Item 9.01 Financial Statements and Exhibits.

SIGNATURES
EXHIBIT INDEX
    








Item 1.01
Entry into a Material Definitive Agreement
On April 9, 2017, T.A.S. Commercial Concrete Construction, LLC, a wholly owned subsidiary of Orion Group Holdings, Inc. ("Orion" or the "Company") entered into a Stock Purchase Agreement ("the Agreement") for the purchase of all the issued and outstanding shareholdings of Tony Bagliore Concrete, Inc. ("TBC"), a Texas corporation. The Company and the Seller, TBC, closed the purchase transactions on April 10, 2017 ("the closing date").

Upon the terms of and subject to the conditions set forth in the Agreement, the total aggregate consideration paid by the Company to the Seller for the interests was cash consideration of $6 million. If certain target considerations are met in future periods, an additional $2 million will become payable to the Seller.

Item 2.01
Completion of an Acquisition or Disposition of Assets
On April 10, 2017 the Company announced the acquisition of TBC for $6 million in cash. TBC is a full-service concrete contractor that provides turnkey services covering all phases of commercial concrete construction in Central Texas. In addition to the upfront purchase price, the sellers have an opportunity to earn an additional $2 million over a three year period based on achievement of certain financial targets.
Prior to this transaction, no relationship of any kind existed between the Seller or the Company or any of its affiliates, directors, officers or any associate of any director or officer of the Company.
Item 8.01
Other Events
A copy of our press release, dated April 10, 2017, announcing the purchase of TBC is attached hereto as Exhibit 99.1, and is incorporated by reference.

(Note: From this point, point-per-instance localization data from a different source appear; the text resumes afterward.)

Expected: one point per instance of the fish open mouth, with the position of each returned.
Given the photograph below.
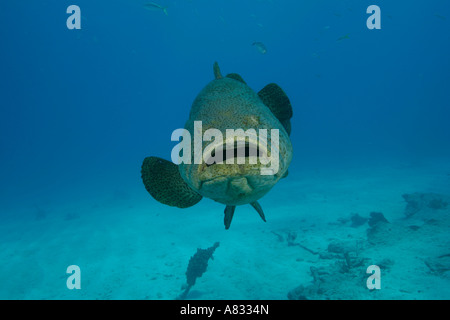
(240, 153)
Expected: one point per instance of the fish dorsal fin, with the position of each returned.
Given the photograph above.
(278, 102)
(236, 76)
(217, 73)
(165, 184)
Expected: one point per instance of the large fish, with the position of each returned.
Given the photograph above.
(228, 177)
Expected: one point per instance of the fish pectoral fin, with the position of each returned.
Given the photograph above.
(278, 102)
(229, 212)
(164, 183)
(236, 76)
(258, 209)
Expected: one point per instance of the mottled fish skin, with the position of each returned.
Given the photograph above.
(227, 103)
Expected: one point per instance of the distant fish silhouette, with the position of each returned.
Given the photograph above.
(343, 37)
(154, 6)
(260, 46)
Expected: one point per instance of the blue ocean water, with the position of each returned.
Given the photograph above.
(81, 108)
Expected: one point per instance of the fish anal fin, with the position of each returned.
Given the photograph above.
(258, 209)
(216, 69)
(236, 76)
(229, 213)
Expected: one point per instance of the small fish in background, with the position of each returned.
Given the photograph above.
(154, 7)
(260, 46)
(343, 37)
(440, 16)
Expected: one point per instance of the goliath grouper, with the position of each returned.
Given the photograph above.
(227, 103)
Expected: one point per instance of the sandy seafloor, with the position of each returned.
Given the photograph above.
(128, 246)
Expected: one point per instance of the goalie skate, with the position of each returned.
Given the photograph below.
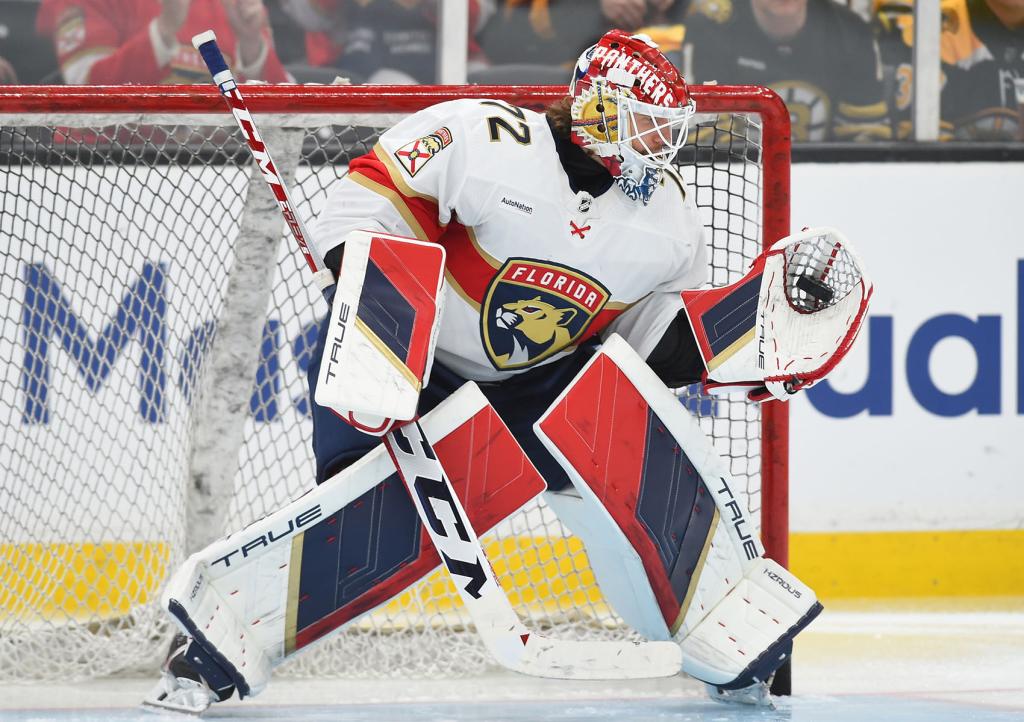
(180, 688)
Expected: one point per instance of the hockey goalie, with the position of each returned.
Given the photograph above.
(526, 285)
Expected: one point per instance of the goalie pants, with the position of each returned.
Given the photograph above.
(519, 400)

Item 9.01    Financial Statements and Exhibits.
The exhibits to this current report on Form 8-K are listed in the Exhibit Index, which appears at the end of, and is incorporated by reference into, this report.






SIGNATURE

Pursuant to the requirements of the Securities Exchange Act of 1934, the registrant has duly caused this report to be signed on its behalf by the undersigned hereunto duly authorized.


 
Orion Marine Group, Inc.
Dated: April 13, 2017
By:
/s/ Christopher J. DeAlmeida
 
 
Vice President and Chief Financial Officer



Exhibit Index

Exhibit No.
 
Description
99.1

 
Press release dated April 10, 2017 announcing the Company's acquisition of TBC.
2.1

 
Stock Purchase Agreement dated April 9, 2017 by and among Anthony James Bagliore III and Lori Sue Bagliore and T.A.S. Commercial Concrete Construction, LLC (Schedules, exhibits and similar attachments to the Agreement that are not material have been omitted pursuant to Item 601 (b)(2) of Regulation S-K. The Company will furnish supplementally a copy of any omitted schedule, exhibit or similar attachment to the SEC upon request).